Um dia após a revelação de que o ministro da Economia, Paulo Guedes, mantém uma offshore nas Ilhas Virgens Britânicas, paraíso fiscal no Caribe, políticos de várias tendências e partidos se manifestaram pedindo que o caso seja investigado.
Reportagem feita por um consórcio internacional de imprensa revelou, nesse domingo, que Guedes mantém investimentos de US$ 9,5 milhões na offshore. Com a desvalorização do real durante o comando de Guedes no Ministério da Economia, o investimento, que equivalia a R$ 35 milhões em agosto de 2015, hoje chega a R$ 51 milhões.
O líder da oposição na Câmara, deputado Alessandro Molon (PSB-RJ), e outros líderes de partidos que se opõem ao governo do presidente Jair Bolsonaro protocolaram uma representação no Ministério Público pedindo que Guedes seja investigado por improbidade administrativa.
O deputado Kim Kataguiri (DEM-SP) e líderes na Câmara também anunciaram que vão pedir a convocação do ministro para dar esclarecimentos no plenário sobre as denúncias. Em redes sociais, Kataguiri classificou como “gravíssima” a revelação da manutenção de offshore por Guedes enquanto exerce o cargo de ministro da Economia.
O deputado afirmou que também vai pedir ao Ministério Público que o ministro seja alvo de investigação. “Em havendo comprovação, é caso de impeachment e cadeia”, escreveu Kataguiri.
Sem citar offshore, Guedes fala em evento sobre Orçamento no TCU
Do outro lado do Congresso, o líder da oposição no Senado, Randolfe Rodrigues (Rede-AP), apresentou uma notícia-crime ao Supremo Tribunal Federal (STF). No documento, Randolfe pede que o Supremo requeira à Procuradoria-Geral da República (PGR) uma investigação preliminar e instauração de inquérito.
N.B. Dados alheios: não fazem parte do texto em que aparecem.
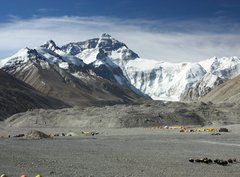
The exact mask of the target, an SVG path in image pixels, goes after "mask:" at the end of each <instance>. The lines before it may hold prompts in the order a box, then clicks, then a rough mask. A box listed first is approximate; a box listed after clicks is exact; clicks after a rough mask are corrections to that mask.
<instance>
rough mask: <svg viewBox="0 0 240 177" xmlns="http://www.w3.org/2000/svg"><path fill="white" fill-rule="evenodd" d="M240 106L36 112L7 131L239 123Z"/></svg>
mask: <svg viewBox="0 0 240 177" xmlns="http://www.w3.org/2000/svg"><path fill="white" fill-rule="evenodd" d="M239 108H240V105H239V104H233V103H223V104H212V103H210V102H209V103H203V102H201V103H189V104H188V103H179V102H168V103H163V102H157V101H155V102H146V103H144V104H139V105H126V104H125V105H115V106H104V107H74V108H64V109H59V110H44V109H36V110H31V111H27V112H24V113H18V114H15V115H14V116H11V117H10V118H8V119H6V120H5V121H4V124H5V126H6V127H15V128H19V127H36V128H38V127H82V128H133V127H154V126H166V125H168V126H169V125H194V126H204V125H209V126H212V125H227V124H239V123H240V119H239V117H240V109H239Z"/></svg>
Ex-apoiador do governo Bolsonaro, o deputado Alexandre Frota (PSDB-SP) também criticou Guedes, a quem chamou de “especulador de mercado”. “E, com a fome e a miséria no Brasil, ficou mais rico ainda. Deveria ser exonerado do governo. Mas, como é o Bolsonaro, nada vai acontecer”, criticou o deputado.
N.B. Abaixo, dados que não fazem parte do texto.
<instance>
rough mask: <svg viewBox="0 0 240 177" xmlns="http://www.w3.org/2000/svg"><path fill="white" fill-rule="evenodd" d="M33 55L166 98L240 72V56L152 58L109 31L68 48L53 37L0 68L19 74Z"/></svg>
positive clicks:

“Se mantém empresa, não pode ser ministro de Estado. Se mantém empresa fora do país, aí é que não pode mesmo. Se mantém empresa fora do país em regime de tributação diferenciada (offshore), a situação fica insustentável eticamente, afinal se trata do ministro da Economia”, apontou.
O deputado Marcelo Freixo (PSB-RJ), líder da Minoria na Câmara, ironizou a situação do ministro. Com a nova alta do dólar, nesta segunda, o deputado afirmou que Guedes “deve estar festejando”.
Pandora Papers
A investigação que revelou uma série de offshores ligadas a políticos, empresários e celebridades de vários países, batizada de “Pandora Papers”, teve a participação de 615 jornalistas de 149 veículos em 117 países. Entre as empresas envolvidas na apuração, o jornal The Washington Post, a rede britânica BBC, a Radio France, o jornal alemão Die Zeit e a TV japonesa NHK.
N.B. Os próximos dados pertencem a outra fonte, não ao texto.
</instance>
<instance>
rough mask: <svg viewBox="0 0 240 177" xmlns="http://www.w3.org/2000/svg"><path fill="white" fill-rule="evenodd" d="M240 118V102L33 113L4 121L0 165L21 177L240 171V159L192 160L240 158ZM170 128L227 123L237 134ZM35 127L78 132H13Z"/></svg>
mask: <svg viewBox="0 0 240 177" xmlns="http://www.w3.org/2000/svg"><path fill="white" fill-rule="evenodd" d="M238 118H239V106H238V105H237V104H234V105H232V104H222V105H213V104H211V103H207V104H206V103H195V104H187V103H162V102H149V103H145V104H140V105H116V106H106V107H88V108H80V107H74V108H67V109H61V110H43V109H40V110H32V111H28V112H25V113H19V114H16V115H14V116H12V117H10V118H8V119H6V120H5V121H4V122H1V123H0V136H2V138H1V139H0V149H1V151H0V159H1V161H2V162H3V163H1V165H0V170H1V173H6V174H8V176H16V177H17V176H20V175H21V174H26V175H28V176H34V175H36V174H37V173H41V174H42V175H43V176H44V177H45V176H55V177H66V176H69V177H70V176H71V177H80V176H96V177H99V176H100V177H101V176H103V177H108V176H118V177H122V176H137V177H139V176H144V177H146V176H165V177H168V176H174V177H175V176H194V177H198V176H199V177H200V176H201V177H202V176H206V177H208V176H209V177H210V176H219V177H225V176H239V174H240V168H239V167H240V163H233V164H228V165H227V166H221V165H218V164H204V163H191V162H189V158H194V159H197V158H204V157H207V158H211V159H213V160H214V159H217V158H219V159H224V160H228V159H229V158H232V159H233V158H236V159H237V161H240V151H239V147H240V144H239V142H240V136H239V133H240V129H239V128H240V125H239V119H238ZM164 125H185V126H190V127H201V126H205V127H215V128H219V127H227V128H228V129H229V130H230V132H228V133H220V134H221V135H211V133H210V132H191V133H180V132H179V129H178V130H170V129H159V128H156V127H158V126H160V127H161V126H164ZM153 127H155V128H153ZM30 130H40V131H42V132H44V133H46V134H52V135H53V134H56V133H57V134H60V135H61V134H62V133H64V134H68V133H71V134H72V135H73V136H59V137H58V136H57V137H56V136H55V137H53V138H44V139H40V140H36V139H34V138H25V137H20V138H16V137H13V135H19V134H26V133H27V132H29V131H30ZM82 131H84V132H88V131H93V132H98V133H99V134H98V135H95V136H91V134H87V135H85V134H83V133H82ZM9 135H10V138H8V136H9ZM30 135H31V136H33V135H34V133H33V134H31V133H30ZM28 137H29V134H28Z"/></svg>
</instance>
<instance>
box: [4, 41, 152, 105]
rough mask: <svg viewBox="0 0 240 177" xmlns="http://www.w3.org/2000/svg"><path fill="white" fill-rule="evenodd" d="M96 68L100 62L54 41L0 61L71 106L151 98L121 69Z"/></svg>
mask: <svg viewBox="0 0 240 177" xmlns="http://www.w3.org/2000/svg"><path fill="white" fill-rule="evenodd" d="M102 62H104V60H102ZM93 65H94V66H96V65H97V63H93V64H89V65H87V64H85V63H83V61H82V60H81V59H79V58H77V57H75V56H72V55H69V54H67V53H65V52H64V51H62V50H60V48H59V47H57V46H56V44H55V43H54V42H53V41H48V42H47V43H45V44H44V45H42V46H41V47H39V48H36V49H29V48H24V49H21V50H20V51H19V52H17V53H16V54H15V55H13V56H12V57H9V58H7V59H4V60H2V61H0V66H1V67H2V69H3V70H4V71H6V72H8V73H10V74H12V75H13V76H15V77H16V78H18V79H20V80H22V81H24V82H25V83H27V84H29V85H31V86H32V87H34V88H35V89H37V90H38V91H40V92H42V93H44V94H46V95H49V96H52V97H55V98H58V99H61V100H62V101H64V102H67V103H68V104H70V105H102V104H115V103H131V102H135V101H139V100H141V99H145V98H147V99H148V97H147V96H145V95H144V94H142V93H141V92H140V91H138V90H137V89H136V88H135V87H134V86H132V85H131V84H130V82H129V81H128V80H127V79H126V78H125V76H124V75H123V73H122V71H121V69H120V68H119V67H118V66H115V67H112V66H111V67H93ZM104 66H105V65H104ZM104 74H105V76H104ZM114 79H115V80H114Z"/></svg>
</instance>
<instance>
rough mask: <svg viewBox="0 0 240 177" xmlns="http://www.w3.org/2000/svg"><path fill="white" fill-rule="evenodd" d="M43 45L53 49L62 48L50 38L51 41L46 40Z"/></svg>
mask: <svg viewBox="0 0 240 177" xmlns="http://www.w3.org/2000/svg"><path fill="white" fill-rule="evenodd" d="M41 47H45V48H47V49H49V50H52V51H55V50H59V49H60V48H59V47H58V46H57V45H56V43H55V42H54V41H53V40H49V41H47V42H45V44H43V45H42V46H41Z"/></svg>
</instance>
Na lista de brasileiros donos de offshores aparece também o presidente do Banco Central, Roberto Campos Neto. Guedes e Campos Neto disseram que os empreendimentos foram declarados na Receita Federal e negaram irregularidades.
A “Pandora Papers” aponta que Campos Neto respeitou as normas vigentes ao não fazer investimentos depois de assumir o cargo no Banco Central. Guedes mantém a empresa aberta mas não respondeu sobre movimentações ou sobre a natureza de uma possível operação do tipo.
A lei permite que brasileiros mantenham empresas offshore, contanto que elas sejam declaradas junto à Receita Federal e ao Banco Central. Também é exigido que os recursos tenham origem lícita. Quem exerce cargo público fica sujeito a uma série de regras específicas, justamente para evitar autofavorecimento.
Especialistas ouvidos pelo R7 dizem que a atuação de Paulo Guedes no comando do Ministério da Economia pode caracterizar conflito de interesses – a proposta de reforma tributária encaminhada por ele ao Congresso propondo isenção de impostos sobre os rendimentos de empresas no exterior o beneficia diretamente, por exemplo.
Nesta segunda, ao participar de um evento do Tribunal de Contas da União sobre o Orçamento, Guedes não se manifestou sobre o assunto. Na agenda oficial para esta segunda, o ministro tinha ainda duas reuniões previstas, com o secretário especial do Tesouro e Orçamento, Bruno Funchal, e com o secretário especial de Desburocratização, Gestão e Governo Digital, Caio Paes de Andrade.